I’ve been waiting for Silas to experience total absorption in a book. I knew that once he had that feeling, he would be beyond hooked.

I don’t remember my own gateway book. I was reading novels at five, and my favorite activity by kindergarten was to tune out everything around me and fall into a book coma. My brother was a good bit older; I remember him dabbling with Goosebumps when he was in elementary school, but I don’t remember him getting absorbed to the point of choosing a book over some other activity. That all changed when he brought home the first Harry Potter book. I think he was in the seventh grade. That book was a gateway for him. He became a reader, and eventually started recommending books to the rest of us (I still have nightmares from some of the books he’s sent my way…).
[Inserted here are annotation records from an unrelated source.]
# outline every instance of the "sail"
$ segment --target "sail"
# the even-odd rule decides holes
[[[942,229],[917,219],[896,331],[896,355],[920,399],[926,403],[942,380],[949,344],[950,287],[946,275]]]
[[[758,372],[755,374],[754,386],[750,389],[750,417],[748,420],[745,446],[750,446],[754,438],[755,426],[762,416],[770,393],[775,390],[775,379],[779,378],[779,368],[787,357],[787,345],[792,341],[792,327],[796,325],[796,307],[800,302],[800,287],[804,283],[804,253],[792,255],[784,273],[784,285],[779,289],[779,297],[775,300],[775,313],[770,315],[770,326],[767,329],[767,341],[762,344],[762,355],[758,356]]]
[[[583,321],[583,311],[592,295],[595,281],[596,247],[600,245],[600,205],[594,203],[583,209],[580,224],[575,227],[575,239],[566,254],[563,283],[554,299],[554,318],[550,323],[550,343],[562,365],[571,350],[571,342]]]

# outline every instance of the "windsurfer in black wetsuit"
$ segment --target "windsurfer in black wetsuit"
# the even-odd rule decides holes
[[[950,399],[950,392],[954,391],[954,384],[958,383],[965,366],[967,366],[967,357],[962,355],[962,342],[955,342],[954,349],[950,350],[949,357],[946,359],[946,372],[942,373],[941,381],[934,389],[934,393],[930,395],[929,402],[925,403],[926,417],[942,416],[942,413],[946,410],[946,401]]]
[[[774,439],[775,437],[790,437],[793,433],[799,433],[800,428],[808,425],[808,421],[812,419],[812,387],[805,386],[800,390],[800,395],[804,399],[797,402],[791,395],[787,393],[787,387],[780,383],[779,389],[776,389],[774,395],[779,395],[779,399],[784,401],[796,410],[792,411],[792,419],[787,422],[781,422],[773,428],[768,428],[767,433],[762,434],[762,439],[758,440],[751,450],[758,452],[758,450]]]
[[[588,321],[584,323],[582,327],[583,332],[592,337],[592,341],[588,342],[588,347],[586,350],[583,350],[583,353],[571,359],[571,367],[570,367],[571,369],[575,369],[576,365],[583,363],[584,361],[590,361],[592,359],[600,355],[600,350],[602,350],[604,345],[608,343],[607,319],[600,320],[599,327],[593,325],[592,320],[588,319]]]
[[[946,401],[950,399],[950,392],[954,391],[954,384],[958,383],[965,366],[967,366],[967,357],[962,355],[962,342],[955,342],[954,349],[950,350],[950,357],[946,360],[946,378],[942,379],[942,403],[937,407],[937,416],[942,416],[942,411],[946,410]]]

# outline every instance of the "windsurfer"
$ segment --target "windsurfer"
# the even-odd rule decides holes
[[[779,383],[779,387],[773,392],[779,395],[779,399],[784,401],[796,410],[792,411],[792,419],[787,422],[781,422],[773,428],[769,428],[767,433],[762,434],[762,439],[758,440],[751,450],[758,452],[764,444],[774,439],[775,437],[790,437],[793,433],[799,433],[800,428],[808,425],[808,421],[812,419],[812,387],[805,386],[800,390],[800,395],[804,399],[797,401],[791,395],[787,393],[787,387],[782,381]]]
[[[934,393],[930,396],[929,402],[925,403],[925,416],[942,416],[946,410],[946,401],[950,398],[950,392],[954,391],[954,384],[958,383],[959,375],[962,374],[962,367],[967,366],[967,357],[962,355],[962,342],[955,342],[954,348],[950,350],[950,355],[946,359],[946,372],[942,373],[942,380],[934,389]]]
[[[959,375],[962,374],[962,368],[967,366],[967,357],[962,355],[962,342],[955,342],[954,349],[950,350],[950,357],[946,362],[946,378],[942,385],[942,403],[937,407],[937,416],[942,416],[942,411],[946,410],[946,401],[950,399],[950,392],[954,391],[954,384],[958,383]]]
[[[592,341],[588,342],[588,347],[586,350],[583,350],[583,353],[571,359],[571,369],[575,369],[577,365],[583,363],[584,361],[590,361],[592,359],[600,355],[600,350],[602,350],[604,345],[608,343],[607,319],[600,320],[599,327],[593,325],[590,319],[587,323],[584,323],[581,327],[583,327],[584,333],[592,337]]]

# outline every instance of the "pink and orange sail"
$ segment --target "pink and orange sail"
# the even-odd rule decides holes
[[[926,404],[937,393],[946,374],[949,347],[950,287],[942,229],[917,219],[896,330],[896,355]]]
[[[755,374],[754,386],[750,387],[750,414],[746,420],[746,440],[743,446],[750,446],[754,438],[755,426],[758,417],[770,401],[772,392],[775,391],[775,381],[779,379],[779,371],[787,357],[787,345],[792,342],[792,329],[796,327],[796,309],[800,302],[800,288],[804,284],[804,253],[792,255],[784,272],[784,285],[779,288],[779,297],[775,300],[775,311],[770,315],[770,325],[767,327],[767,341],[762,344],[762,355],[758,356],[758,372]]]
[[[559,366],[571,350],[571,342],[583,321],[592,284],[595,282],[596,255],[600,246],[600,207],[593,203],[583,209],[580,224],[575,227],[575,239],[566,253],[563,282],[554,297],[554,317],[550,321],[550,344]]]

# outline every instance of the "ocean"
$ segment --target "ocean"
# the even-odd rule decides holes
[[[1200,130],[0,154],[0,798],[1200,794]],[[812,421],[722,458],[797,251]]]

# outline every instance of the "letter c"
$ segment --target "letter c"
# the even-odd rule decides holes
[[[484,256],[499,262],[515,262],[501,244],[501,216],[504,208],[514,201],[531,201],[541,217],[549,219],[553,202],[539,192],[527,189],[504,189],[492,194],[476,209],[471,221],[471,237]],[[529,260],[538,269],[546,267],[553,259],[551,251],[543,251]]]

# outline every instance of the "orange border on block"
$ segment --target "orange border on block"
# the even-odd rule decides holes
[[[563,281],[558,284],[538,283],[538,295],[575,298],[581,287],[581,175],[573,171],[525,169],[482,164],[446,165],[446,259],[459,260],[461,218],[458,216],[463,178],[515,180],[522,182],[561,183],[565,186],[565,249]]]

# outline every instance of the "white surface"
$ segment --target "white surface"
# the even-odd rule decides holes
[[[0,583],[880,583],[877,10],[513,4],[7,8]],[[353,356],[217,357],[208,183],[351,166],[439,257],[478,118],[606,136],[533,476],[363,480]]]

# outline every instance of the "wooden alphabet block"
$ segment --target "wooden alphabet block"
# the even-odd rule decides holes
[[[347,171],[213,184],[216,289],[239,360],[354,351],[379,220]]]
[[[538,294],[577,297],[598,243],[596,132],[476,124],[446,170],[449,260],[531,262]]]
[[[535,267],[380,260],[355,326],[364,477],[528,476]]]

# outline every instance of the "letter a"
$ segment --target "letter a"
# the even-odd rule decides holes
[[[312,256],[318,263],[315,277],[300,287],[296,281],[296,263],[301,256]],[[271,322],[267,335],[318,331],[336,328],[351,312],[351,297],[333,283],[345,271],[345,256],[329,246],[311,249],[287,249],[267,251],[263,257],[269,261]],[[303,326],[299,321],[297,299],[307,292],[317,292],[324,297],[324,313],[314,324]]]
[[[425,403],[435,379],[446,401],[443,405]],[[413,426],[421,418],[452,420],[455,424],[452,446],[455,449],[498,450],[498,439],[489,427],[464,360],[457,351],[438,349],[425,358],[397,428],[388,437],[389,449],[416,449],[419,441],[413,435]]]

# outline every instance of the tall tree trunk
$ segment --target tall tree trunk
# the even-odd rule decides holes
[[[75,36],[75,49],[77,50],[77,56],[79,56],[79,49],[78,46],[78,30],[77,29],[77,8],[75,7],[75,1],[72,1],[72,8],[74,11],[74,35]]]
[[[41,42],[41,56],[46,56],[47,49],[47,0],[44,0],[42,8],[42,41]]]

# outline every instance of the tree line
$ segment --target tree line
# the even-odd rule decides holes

A few weeks ago, I was listening to the Mom and Dad Are Fighting podcast from Slate (love it), and Gabriel Roth, whose daughter is close in age with Silas, mentioned that she had had her first night of staying up until 11:30 to read under the covers, prompted by The School for Good and Evil, by Soman Chainani. I hoped it would have the same effect on Silas (I have tried and failed at finding this magical book before). I think Lillian also was telling me about this book. So I picked it up at the library and we started doing it as a bedtime read-aloud.

Then, one morning, Silas asked me to read him a chapter. I was busy cutting Richard III, so I told him I’d do it later. When I went to find him after an hour, he was eyeballs deep in this book. I asked if he wanted to play a game with me and Petra, and he said, “Maybe after this chapter.”

He read a whole chapter–and these chapters are long. He was so focused, just oblivious to the world. I am beyond excited about this.

The School for Good and Evil is an interesting book, incidentally. I wouldn’t have picked it up if I hadn’t heard such a great recommendation, but I am eagerly following it. If Silas reads a chapter by himself, I read it to catch up before bedtime. It has some things that I’m uncomfortable with–there’s an open question about whether people are mostly good or mostly evil, and about whether our outsides reflect our insides. There’s also some serious fat-shaming all over the place, which I do not like, and we point out and talk about. But the characters are drawn fully and deeply, especially Agatha, who is the protagonist. The plotting is twisty and deep. The world is well-built, although I think its rules aren’t always adhered to as tightly as I might like. The author is a gay south Indian man, and having his perspective on the shelf alongside Silas’s primarily white, straight, British collection is a good thing. And, most importantly, he is devouring it.

And now, every morning for the past couple of weeks, I’ve had an hour that looks something like this:

I’m reading The Red Queen, by Philippa Gregory, Petra has a popup of Alice in Wonderland, and Silas is sharing TSFGAE with his friend the sloth, who is a temporary visitor. Lyra is apparently guarding a bookmark.